Since Earth Day is so last week's news, we can get back to examining the fossil fuel industries' numerous recent contributions to the environment. BP's deadly oil rig fiasco is a hot news topic since it is leaking 42,000 gallons of oil daily into the Gulf of Mexico and now threatens the Louisiana coast. But there have been a slew of other recent spills from oil, gas and coal operations that typify the constant pollution problem with fossil fuels.
The widespread use of hydraulic fracturing to get at hard-to-reach hydrocarbon supplies has lots of folks wondering whether the next fossil fuel disaster might happen in the Rocky Mountains or elsewhere at the hands of the fracking natural gas industry. The controversial practice of hydraulic fracturing - blasting a mixture of toxic chemicals, sand and water into rock formations to break apart rock and release hydrocarbons - is now used in some 90 percent of extraction projects targeting unconventional shale gas and coalbed methane in the U.S.
Increasing reliance on such techniques nationwide has heightened concern among citizens living near these projects, who fear the fracking could have devastating consequences for drinking water supplies.
There are plenty of documented examples of fracking operations contaminating water supplies that provide reason to worry. From Pennsylvania, to New York, to Wyoming, to New Mexico, to Ohio, to Virginia, to Arkansas, to Colorado, many families have watched their drinking water supplies fall victim to contamination thanks to hydraulic fracturing. Some have faced the grim discovery that the formerly pristine water entering their homes is, in several documented cases, flammable due to high levels of methane, the primary ingredient in natural gas. Yes, flammable tap water, brought to you by the natural gas industry.
For example, natural gas drilling has wrecked the drinking water supplies of at least 15 families in the northern Pennsylvania town of Dimock, where Houston-based Cabot Oil and Gas targets Marcellus Shale. The problem first came to light when Dimock resident Norma Fiorentino's water well famously blew up on New Year's Day 2009, tossing shards of an 8-foot concrete slab onto her lawn. The source of the explosion was methane buildup thanks to Cabot's fracking operations.
This month, in one of the largest punitive actions in Pennsylvania DEP history, the agency fined Cabot $240,000, ordered it to cap three of its active wells, and to permanently provide drinking water to 14 of the affected families.
That's a step in the right direction, although Cabot's cavalier response to the residents when the contamination problems surfaced was pretty horrifying:
"When our drinking water became contaminated with methane, we asked Cabot what to do. They said, 'Oh, let it sit for thirty seconds 'til the bubbles settle down, then you can drink it,'" Dimock resident Jean Carter said last Monday. "But I didn't feel good for a long time; I felt light-headed and dizzy, with a lot of headaches. My health went down." Carter said she and her husband Ronald spent $6000 for water filtration systems for their household and their son's household. But even that was inadequate to protect their health. The family was forced to bring all its drinking water in from elsewhere.
Water contamination from hydraulic fracturing isn't the only threat of natural gas extraction, there are oil spills and damage to wildlife habitat and cultural resources to deal with as well.
Earlier this month, Bill Barrett Corporation (NYSE: BBG), a Denver-based natural gas drilling outfit, reported an oil spill into Utah's Nine Mile Creek from its Dry Canyon Compressor Station. Barrett Corp claims to have found no evidence of water pollution outside the affected area, though it took the company two days to "contain" the spill. Or did they?
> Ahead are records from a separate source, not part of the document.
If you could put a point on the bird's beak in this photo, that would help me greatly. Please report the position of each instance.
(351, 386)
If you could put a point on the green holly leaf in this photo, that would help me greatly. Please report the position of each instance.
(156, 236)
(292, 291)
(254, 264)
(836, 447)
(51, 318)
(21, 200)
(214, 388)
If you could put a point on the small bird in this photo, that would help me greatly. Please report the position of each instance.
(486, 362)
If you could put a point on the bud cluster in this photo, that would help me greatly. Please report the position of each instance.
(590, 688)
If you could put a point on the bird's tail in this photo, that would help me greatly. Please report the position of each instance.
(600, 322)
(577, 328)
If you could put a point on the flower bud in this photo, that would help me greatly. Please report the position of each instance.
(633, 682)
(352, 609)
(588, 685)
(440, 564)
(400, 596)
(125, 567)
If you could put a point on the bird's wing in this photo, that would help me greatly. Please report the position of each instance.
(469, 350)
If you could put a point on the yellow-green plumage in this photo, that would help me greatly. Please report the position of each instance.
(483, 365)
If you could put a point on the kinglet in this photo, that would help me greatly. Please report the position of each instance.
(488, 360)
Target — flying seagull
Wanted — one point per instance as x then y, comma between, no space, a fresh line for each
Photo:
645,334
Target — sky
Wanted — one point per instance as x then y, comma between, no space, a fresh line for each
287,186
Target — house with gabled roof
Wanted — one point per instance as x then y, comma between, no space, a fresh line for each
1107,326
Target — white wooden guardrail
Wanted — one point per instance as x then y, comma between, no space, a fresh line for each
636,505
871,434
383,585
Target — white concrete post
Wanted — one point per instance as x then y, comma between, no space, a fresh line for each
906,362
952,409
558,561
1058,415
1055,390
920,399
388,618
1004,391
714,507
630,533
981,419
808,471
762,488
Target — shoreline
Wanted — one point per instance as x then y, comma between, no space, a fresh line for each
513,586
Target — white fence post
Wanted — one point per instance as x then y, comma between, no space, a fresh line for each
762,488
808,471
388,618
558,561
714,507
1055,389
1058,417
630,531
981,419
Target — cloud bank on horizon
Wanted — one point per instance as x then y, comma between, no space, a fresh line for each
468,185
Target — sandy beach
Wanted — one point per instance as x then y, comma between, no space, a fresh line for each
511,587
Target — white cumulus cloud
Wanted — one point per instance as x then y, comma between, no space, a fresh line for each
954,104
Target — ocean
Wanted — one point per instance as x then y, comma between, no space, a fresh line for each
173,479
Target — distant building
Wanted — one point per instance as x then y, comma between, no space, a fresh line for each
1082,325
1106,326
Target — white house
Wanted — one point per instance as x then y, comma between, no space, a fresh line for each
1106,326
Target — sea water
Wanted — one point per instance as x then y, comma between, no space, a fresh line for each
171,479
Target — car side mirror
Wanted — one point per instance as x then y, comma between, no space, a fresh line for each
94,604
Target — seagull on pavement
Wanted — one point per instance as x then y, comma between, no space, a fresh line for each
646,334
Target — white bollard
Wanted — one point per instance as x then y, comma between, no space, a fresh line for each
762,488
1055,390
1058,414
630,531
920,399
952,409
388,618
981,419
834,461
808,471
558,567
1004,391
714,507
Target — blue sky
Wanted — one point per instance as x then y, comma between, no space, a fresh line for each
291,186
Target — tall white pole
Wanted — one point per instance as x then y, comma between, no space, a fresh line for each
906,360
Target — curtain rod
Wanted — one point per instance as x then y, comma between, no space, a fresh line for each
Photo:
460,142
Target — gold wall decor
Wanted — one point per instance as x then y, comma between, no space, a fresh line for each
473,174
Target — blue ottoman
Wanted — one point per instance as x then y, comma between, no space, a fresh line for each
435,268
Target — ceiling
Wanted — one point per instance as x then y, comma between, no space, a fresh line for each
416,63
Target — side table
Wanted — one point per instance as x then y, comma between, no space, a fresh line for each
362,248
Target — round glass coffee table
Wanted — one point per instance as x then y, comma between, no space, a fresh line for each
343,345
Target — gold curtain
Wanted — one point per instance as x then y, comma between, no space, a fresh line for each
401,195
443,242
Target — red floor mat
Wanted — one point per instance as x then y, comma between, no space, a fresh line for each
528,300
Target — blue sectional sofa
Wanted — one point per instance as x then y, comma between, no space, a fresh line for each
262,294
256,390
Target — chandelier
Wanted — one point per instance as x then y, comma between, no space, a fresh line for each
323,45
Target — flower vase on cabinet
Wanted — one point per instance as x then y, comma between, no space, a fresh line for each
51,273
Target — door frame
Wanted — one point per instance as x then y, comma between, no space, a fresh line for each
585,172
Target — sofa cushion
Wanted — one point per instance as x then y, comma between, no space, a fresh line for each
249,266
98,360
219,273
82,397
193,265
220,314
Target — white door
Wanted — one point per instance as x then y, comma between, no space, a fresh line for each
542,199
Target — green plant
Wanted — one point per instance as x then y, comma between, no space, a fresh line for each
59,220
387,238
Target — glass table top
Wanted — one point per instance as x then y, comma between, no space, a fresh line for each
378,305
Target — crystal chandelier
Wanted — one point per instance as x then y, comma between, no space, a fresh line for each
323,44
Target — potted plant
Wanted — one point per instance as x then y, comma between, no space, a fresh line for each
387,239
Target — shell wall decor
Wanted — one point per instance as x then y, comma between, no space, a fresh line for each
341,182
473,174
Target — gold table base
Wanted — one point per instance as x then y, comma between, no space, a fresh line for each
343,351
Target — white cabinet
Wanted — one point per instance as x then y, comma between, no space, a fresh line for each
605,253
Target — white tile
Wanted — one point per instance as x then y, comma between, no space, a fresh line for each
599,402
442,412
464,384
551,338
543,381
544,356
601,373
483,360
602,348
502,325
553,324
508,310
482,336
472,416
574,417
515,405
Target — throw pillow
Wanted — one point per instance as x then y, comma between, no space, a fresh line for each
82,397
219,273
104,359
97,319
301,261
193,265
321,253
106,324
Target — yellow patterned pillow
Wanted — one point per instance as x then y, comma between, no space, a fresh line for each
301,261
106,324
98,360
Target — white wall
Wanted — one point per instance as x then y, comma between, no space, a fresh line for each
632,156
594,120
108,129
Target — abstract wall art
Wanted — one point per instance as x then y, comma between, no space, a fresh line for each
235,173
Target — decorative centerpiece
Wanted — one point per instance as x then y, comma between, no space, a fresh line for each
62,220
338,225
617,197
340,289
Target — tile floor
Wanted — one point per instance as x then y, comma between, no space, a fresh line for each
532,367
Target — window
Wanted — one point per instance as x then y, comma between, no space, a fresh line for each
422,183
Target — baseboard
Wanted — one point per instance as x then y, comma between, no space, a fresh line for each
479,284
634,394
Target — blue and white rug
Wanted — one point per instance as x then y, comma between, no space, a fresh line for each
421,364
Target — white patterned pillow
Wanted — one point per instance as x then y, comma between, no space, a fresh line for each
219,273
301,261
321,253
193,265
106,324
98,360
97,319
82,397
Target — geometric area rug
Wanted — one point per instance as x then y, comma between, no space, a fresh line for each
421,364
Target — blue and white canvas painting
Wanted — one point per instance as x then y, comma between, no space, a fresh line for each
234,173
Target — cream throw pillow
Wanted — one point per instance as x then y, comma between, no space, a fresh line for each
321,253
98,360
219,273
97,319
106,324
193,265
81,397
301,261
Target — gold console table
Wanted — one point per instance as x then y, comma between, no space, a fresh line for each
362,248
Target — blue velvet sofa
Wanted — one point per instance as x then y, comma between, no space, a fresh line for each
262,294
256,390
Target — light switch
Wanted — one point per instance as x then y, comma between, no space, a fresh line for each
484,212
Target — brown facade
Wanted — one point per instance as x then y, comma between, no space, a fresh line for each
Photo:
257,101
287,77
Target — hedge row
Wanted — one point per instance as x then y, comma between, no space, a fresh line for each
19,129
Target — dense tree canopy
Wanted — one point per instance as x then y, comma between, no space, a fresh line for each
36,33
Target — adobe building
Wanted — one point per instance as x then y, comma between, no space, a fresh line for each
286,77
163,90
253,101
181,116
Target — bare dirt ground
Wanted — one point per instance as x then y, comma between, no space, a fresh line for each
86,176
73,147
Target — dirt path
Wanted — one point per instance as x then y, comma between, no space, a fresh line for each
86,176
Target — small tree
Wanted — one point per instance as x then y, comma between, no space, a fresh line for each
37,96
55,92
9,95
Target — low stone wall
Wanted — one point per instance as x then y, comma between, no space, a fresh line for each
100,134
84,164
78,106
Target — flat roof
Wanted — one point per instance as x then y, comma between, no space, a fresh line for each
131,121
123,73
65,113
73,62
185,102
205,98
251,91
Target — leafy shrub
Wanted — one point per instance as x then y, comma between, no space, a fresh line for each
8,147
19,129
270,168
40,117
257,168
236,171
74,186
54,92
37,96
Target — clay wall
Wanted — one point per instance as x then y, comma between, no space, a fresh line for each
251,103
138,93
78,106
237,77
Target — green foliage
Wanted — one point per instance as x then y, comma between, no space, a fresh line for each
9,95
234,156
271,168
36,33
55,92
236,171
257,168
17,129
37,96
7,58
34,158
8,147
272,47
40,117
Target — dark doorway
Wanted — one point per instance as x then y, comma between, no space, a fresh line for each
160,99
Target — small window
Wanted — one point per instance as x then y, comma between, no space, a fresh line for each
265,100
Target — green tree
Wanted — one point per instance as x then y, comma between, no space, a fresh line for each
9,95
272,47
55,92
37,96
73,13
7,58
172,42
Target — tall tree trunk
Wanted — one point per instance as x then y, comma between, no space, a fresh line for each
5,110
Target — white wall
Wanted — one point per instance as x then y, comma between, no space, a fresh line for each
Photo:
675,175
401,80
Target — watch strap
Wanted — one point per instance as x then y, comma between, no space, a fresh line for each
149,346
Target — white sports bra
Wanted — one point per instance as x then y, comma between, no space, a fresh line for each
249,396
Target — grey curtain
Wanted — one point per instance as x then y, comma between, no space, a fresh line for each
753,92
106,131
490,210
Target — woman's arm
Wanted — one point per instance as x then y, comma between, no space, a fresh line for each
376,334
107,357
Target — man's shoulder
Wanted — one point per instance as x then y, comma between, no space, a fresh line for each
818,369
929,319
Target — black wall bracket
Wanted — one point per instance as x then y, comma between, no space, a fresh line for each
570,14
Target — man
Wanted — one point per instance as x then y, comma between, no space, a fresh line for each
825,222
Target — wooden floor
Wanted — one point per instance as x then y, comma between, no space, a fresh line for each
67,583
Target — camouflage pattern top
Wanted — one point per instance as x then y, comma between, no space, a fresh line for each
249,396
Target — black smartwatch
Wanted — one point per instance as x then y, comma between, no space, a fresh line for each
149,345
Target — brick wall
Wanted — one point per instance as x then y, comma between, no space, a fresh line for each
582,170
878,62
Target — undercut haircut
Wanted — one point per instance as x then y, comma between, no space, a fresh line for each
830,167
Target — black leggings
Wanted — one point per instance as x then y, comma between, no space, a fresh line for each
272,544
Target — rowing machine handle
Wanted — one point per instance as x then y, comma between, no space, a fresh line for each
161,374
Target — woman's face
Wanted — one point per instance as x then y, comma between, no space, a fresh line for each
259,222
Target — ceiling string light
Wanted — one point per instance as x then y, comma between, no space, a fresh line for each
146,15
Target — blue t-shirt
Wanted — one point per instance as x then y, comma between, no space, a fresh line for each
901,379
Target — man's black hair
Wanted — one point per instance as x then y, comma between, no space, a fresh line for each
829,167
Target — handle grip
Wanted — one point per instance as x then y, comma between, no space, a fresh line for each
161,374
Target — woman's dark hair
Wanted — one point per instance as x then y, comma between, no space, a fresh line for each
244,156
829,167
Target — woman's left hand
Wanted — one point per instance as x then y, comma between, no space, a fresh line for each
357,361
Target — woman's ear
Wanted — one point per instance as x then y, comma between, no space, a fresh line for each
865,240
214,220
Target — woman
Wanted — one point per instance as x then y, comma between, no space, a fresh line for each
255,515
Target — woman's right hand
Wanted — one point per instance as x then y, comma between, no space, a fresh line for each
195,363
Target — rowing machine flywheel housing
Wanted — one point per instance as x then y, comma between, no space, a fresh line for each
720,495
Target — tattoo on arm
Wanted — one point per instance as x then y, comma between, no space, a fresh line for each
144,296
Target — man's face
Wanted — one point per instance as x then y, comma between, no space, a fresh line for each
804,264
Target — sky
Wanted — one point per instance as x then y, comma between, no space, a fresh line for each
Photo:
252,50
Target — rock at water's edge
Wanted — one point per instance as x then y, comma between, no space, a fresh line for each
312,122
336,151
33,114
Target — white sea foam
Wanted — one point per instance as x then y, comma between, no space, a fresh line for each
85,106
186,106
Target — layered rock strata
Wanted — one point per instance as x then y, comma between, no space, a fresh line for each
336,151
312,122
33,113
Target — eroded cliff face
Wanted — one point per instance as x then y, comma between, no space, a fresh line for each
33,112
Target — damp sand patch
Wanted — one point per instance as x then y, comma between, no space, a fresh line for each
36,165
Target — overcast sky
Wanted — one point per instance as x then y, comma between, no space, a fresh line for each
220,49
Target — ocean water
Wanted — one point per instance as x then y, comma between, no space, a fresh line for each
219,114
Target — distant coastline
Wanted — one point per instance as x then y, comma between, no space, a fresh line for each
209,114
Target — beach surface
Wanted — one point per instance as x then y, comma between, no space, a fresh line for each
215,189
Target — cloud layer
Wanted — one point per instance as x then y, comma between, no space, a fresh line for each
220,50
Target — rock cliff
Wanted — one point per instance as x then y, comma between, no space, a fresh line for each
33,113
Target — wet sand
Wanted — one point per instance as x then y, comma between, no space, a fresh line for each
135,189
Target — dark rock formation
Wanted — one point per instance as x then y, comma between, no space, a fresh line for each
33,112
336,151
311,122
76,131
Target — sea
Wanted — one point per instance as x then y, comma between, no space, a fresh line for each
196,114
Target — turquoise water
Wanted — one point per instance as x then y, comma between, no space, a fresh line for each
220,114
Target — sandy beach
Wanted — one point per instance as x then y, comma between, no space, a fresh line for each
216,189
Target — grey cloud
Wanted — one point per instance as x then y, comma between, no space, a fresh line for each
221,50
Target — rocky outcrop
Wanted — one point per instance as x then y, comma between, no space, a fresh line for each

A spokesman for the Utah Division of Oil Gas & Mining dubbed it "an unfortunate little spill," and acknowledged
that the source of the seepage has yet to be identified.
"The leakage certainly traveled downstream, but they were able to contain it, although our department does not yet know if they found the source."
The spokesman reiterated that there should be no major environmental damage, "as long as they locate the source of the leak."
How can the spill be considered "contained" if neither Barrett nor local officials know what the source of the spill was? Regardless, an "unfortunate little spill" is still a spill. Will "those mistakes" happen on the Roan?
Adding to the farce, Bill Barrett Corp spokesman Jim Felton had the nerve to tell Colorado newspaper The Daily Sentinel that his company doesn't make "those mistakes" and would never spill anything on Colorado's Roan Plateau, fully four days after his company had discovered oil spilling into Utah's Nine Mile Creek.
Bill Barrett spokesman Jim Felton said past spills around the plateau took place because of operator error.
"We're not going to make those mistakes," he said, citing the decades of experience company personnel have in the area.